I love to question and I love to be of service. Coaching is a great way to do both.

I’ve been coaching since 2011 using the skills gained from a dozen years of yoga and meditation teaching as my foundation. I’ve continued to grow my skills most notably with Inner Empathy. Meeting my parts with compassion and deep listening has been the single biggest transformational tool that I’ve learned. I use it daily. It allows a whole different framework for relating to myself, my desires, and my shortcomings. The skills I use in my coaching have transformed my life.

For the last 15 years or so, I’ve been questioning my role in society, who I am, what I want from life, and what I have to offer. I started out in Silicon Valley working as a chemical engineer in an environmental consulting firm.
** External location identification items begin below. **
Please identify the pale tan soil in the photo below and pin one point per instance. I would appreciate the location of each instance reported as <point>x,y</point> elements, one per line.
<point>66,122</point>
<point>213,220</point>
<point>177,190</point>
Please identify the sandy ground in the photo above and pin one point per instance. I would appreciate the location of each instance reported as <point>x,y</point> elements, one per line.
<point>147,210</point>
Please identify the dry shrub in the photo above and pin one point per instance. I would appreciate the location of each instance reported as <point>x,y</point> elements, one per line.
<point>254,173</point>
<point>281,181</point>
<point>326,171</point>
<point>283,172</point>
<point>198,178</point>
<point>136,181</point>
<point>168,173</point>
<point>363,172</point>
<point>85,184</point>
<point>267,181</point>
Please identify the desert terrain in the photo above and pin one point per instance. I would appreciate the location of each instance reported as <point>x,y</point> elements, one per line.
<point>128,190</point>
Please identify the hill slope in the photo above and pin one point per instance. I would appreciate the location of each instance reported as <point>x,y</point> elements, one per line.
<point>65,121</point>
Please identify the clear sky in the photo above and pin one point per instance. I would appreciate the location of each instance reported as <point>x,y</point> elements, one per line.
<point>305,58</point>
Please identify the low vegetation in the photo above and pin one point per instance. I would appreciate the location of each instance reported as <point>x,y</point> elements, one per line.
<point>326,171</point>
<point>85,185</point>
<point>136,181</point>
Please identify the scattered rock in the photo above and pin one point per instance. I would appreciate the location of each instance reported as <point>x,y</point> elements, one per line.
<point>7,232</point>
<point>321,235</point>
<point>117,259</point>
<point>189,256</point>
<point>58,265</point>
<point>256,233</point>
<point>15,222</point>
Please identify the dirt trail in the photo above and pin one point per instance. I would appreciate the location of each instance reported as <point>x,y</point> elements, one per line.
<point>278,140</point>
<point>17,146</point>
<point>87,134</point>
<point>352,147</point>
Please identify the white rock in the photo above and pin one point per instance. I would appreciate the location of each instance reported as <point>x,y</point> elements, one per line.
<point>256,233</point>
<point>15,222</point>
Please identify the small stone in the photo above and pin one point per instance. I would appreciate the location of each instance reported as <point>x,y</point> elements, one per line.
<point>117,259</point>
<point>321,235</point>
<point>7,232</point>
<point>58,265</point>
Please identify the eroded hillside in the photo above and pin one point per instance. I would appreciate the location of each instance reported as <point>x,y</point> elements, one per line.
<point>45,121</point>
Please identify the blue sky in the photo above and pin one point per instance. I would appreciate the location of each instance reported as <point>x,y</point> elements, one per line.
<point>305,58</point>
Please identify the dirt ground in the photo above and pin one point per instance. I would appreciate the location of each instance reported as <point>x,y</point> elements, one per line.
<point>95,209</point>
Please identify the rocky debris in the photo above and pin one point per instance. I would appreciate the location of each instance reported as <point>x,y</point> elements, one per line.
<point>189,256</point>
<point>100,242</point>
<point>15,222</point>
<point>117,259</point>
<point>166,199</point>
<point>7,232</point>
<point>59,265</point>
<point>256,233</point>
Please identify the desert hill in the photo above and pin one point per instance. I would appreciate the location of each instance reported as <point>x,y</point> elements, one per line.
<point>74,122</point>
I noticed that the people around me, the adults who I was supposed to look up to, were generally overweight and unhappy. They worked long hours and complained a lot. Many had lingering illnesses. Even more telling, I dreaded Monday morning and going to work every day. I left that job and became an aerobics instructor. The hours were good and I wasn’t going to get fat, I reasoned. I also learned something about myself. I like to slow down and look at the details of things. I started to teach yoga as it’s both slower, more mindful, and to me more meaningful than step aerobics or kickboxing.

Relationships are where it’s at. Relationships have pushed me to look deeper into myself and take responsibility both for my own misery and my own happiness.

I am a parent to two wonderful girls who sometimes challenge everything I think and know. I gave birth to both of them at home, in the water. Both girls were breastfed for more than three years each. We learned EC (elimination communication) with our first daughter and went completely diaper free with our second. We have unschooled and homeschooled. Both girls are currently in private school. All of these experiences are teaching me a great deal about trust and the inherent wisdom of my children.

That all sounds great, but what’s hidden in it is that I wanted to do attachment parenting perfectly so that my children would be perfectly happy. The driven nagging of the Perfectionist was my constant companion saying it “has to be just so or else your failing!” It didn’t work. I often felt like a failure. I’m still very glad I did all those things and very glad that Parts Work in the style of Inner Empathy came into my life. My Perfectionist is a lot easier to live with now and consequently my parenting has improved. My relationships with my children are mellowing into more enjoyment, clearer boundaries, and less need to prove ourselves. I mention our summer of 2015 in this video. 

In 2011, I came out as a parent coach. It really felt like coming out. It took me a year to be able to answer “What do you do?” with “I’m a parent coach,” and not anticipate them laughing, attacking, or challenging my abilities. I was terribly afraid someone would find out I wasn’t a perfect parent and tell me I wasn’t qualified to work. I now love coaching parents and have let go of needing to do it perfectly. While influenced by my own insights and background, I help my clients find the truth and wisdom inside themselves. I don’t need to be perfect. Whew.

At the same time I was coming out as a parent coach, I was opening my marriage and embracing my  bisexual, polyamorous nature. As  woman who’s spent most of the last 20 years in two different mostly-heterosexual, mostly-monogamous marriages, I was a touch nervous I’d be rejected for being a bad person, a bad wife, and unacceptable for opening my marriage. The reality is that sometimes I was. Embracing more of who I am rather than keeping those parts of me outside myself have certainly changed my life. Some relationships have changed dramatically. And  my happiness is continuing to increase. My joy and gratitude for my life and the trust I have in myself to be the best authority on my own life continue to increase.